Dominion thought they had the deck stacked in their favor.
They didn’t expect Virginia property owners directly affected by the pipeline to show up, advocating for their rights. The property owners’ message was simple: “Pipeline yes, eminent domain no.”
Led by Americans for Personal Property, Energy and Landowners (APPEAL), the grassroots coalition set up a table amidst the various Republican candidates, asking them to sign a petition to follow their ideals of limited government as well as energy independence. “We are in favor of the pipeline, but Dominion does not have to use eminent domain to take our land without just compensation,” said Jon Ansell. “You can either build it along existing easements, or give the property owners a small percentage of the proceeds like they do with fracking or gas extraction in Alaska. It’s simple.”
The property owners definitely stirred up a hornet’s nest that Dominion wasn’t expecting. Outside the panel room the property rights advocates clashed with event officials. They were forbidden from raising their signs opposing eminent domain. Henry Howell, an attorney representing the landowners, passionately argued about the importance of property rights to all Americans, especially for Republicans, and called out the hypocrisy of the aggression towards the property owners.
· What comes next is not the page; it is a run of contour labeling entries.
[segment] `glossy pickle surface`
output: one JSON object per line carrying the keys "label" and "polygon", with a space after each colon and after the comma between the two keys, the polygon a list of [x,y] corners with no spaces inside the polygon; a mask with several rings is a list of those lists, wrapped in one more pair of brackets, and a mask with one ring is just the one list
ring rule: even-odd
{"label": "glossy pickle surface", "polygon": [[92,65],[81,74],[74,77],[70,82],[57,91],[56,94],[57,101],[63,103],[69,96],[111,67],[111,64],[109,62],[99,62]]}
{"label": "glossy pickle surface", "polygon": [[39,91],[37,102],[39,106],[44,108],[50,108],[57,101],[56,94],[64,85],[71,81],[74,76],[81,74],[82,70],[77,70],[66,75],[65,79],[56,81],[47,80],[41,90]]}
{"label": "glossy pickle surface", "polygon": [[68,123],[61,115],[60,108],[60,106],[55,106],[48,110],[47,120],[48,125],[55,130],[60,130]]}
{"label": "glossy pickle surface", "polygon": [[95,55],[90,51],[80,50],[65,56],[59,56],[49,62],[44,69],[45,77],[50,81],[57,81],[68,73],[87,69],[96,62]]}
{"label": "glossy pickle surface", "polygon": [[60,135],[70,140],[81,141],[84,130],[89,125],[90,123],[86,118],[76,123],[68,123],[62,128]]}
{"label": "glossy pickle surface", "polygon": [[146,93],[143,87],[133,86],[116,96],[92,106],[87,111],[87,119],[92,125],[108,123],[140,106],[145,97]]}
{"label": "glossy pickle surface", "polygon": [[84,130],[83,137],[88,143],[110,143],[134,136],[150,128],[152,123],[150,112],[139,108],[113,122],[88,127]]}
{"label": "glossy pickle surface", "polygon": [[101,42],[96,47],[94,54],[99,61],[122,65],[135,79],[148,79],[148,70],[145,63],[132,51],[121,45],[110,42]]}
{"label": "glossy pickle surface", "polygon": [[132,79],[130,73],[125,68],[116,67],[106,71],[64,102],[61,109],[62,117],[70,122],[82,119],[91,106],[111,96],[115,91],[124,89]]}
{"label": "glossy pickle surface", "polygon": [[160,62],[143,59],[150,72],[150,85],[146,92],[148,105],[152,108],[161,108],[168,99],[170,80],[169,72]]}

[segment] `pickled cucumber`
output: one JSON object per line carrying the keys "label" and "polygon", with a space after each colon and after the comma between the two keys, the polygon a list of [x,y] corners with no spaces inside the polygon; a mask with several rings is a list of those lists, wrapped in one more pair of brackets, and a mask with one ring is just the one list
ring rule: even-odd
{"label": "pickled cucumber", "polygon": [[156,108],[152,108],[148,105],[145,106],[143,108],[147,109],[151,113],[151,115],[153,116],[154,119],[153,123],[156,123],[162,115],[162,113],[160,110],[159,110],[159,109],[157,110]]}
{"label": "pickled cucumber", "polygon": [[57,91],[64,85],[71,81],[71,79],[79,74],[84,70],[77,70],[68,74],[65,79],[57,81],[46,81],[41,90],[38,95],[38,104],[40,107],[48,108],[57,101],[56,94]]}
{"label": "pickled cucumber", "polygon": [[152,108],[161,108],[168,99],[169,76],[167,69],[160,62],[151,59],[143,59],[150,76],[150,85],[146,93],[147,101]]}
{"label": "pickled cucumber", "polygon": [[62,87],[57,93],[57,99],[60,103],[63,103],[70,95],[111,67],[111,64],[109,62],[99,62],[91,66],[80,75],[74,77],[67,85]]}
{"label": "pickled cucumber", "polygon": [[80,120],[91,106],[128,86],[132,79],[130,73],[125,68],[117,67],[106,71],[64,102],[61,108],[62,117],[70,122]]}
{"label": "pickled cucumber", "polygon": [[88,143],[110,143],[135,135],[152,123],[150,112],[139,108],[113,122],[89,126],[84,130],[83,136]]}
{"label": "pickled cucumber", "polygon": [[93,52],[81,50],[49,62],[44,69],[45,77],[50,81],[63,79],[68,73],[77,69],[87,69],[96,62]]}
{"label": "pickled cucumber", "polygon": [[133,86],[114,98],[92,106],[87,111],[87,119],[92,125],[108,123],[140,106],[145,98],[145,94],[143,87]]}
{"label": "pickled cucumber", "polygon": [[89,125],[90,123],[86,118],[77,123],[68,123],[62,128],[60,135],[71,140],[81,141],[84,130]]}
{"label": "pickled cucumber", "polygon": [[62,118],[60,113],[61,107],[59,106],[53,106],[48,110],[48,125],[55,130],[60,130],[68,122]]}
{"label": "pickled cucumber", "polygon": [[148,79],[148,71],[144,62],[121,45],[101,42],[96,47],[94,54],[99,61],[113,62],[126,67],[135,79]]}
Multiple questions were submitted by attendees who voiced their concern about using eminent domain for the ACP. McKay was visibly flustered at the number of questions posed on the subject, then played dodgeball. He threw out confusing rules and facts to try to make it seem impossible to change the current pipeline plans.
Landowners weren’t buying it. After the panel, landowner Colin Winter confronted the Dominion representative, pleading with them to understand how much of an impact the pipeline was having on their way of life.
Even some of the public in attendance confronted Dominion after the panel. When faced with a large group of attendees advocating for greater compensation for the farmers and property owners, McKay was forced to admit it sounded like it could work.
Jon Ansell said APPEAL wasn’t letting up any time soon. “We’ll see if Dominion heeds the warnings and suggestions for all those in attendance here today. Until then, we’ll keep fighting for our rights and the rights of our neighbors.”